Pelo que O Fator apurou, além do União Brasil, o MDB e o PSB já apresentaram de forma direta e oficial um convite de filiação a Pacheco.
Todas as “propostas” passam pela participação de Pacheco na eleição ao governo de Minas Gerais. O senador, no entanto, ainda não está convencido sobre entrar na disputa, embora aliados reforcem a ele, quase diariamente, não existir outro nome para representar esse campo político na disputa mineira.
Além da sondagem dos partidos, ele também tem sido convidado para retornar à advocacia privada.
Para além da candidatura a governador, Pacheco levaria a seu novo partido dezenas de prefeitos e deputados federais e estaduais. O núcleo “pachequista” interessa às legendas.

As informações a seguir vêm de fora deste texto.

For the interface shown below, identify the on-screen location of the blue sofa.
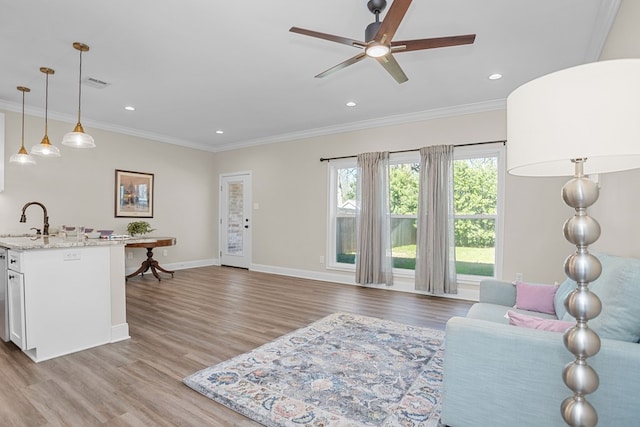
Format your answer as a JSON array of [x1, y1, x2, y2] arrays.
[[441, 254, 640, 427]]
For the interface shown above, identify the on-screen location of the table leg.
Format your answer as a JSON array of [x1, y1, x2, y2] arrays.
[[126, 248, 175, 281]]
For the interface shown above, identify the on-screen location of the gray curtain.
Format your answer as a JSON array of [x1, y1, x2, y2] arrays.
[[356, 151, 393, 285], [416, 145, 458, 295]]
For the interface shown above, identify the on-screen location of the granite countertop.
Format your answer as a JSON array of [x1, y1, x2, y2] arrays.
[[0, 235, 127, 250]]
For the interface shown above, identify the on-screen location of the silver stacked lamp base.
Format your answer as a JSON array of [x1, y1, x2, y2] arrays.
[[561, 159, 602, 427]]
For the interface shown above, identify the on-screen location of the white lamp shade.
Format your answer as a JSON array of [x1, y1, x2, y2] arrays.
[[507, 59, 640, 176], [62, 131, 96, 148], [31, 143, 60, 157], [9, 153, 36, 166]]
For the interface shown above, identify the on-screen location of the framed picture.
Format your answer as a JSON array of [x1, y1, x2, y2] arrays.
[[115, 169, 153, 218]]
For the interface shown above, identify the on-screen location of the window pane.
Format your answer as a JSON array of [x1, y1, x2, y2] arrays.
[[455, 219, 496, 277], [389, 163, 420, 215], [391, 218, 417, 270], [453, 157, 498, 215], [336, 168, 358, 215], [335, 216, 356, 264]]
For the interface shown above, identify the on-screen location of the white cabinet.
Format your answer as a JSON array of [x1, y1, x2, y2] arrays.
[[7, 246, 111, 362], [7, 270, 27, 350], [0, 248, 9, 341]]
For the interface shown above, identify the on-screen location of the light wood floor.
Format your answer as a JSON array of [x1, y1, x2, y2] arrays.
[[0, 267, 471, 426]]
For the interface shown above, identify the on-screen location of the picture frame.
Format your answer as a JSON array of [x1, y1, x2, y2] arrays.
[[115, 169, 154, 218]]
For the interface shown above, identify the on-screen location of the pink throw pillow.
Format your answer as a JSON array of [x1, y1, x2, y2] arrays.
[[516, 282, 559, 314], [507, 310, 575, 332]]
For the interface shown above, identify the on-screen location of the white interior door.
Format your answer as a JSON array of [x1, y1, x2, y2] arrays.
[[220, 173, 252, 268]]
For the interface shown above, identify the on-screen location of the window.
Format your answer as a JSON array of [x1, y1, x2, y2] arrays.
[[328, 145, 504, 282]]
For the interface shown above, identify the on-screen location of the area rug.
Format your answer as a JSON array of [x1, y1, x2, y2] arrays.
[[183, 313, 444, 427]]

Enquanto isso, a permanência do PSD seria uma quarta opção do ex-presidente do Congresso, mas cada vez menos ventilada. O presidente nacional do partido, Gilberto Kassab, é secretário de Governo de Tarcísio de Freitas (Republicanos) em São Paulo e tem se aproximado cada vez mais do chefe do Executivo paulista.
Kassab, inclusive, já teria sinalizado a integrantes do partido que dificilmente caminhará com o campo do presidente Luiz Inácio Lula da Silva (PT) em 2026. Isso impediria, por óbvio, uma permanência de Pacheco no partido em caso de candidatura a governador, uma vez que a empreitada tem o apoio pessoal de Lula.